Mais au fond, comment mettre de la rationalité sur de l’irrationnel ? C’est tout simplement arrivé. C’est arrivé parce qu’il n’y a pas de victime parfaite, je ne suis pas la victime parfaite. Je lisais (oui, car je lis beaucoup sur les manipulateurs) que ces hommes étaient attirés par ce que la personne dégage. Le prestige. L’aura. Quand j’ai rencontré l’autre femme, j’ai compris. Même introvertie, elle a une aura. Quand je fais le bilan des femmes qu’il approche, elles dégagent quelque chose. Une confiance en elles. Elles ont un domaine de prédilection. L’édition. La photo. L’art. La littérature. Un truc qui les fait vibrer. Elles ont des fragilités. Mais quelle femme n’a pas de fragilités dans le monde patriarcal où on vit ?

J’essaye de comprendre. Mais c’est impossible. Je n’aurais pas mon histoire. Je ne saurais pas tout. Je ne pourrais pas tout contrôler. Je ne pourrais pas être responsable des prochaines ou des anciennes victimes. J’ai de la chance, je crois. J’ai un trait de caractère qui me sauve : je crois que les gens ont tous des bons côtés. Je ne suis pas en train de me dire que ça va m’arriver à nouveau. Je fais attention aux signes, au froid et au chaud, mais je crois dans les gens. Je n’aime pas dire que je suis résiliente. Parce que c’est toujours un peu compliqué. Je rebondis vite. Même s’il y a des jours avec et sans. Les jours « sans » sont très compliqués à gérer. Les jours « avec » sont beaux et bons. J’alterne un peu. J’ai arrêté de me torturer même si je suis souvent en colère. Et parfois parano.

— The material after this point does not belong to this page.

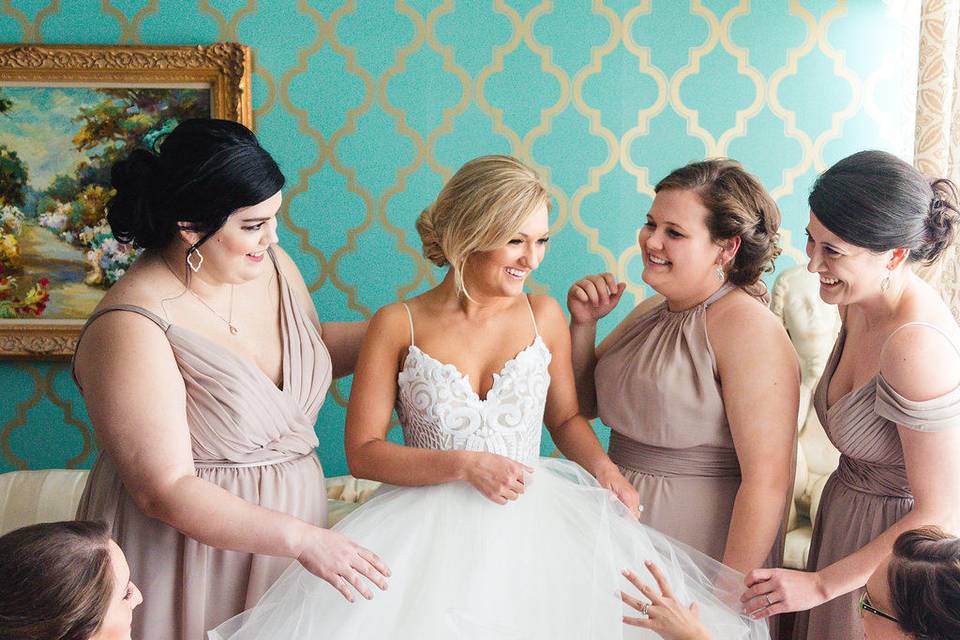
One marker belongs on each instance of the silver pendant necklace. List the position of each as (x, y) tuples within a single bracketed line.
[(228, 320)]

Lorsque je danse, au milieu de la foule, j’aime les gens. J’aime les sentir vibrer, j’aime les voir danser, j’aime les effleurer. Je me soigne par l’énergie humaine. Certain.es ne trouvent pas ça très sain. Mais finalement, je sais que je suis comme ça. J’aime draguer, j’aime les jeux de corps. Je me soigne comme ça. Je ne fonce pas dans une relation mais je rencontre, je parle et je lance des regards. Je déprime dans mon lit. Je déprime à attendre. Je me soigne par le jeu, par des tatouages et du shopping. Quand je fais ça, je ne pense à rien. Je suis moi.

Le traumatisme, on le soigne comme on peut. Et ça va être très long pour oublier et pour me dire que le livre est clos. Peut-être six mois. Peut-être un an. Je ne vais pas attendre cette période pour me relancer dans la vie, dans le concret.

Traumatisme, oui, survivante, oui, mais toujours vivante.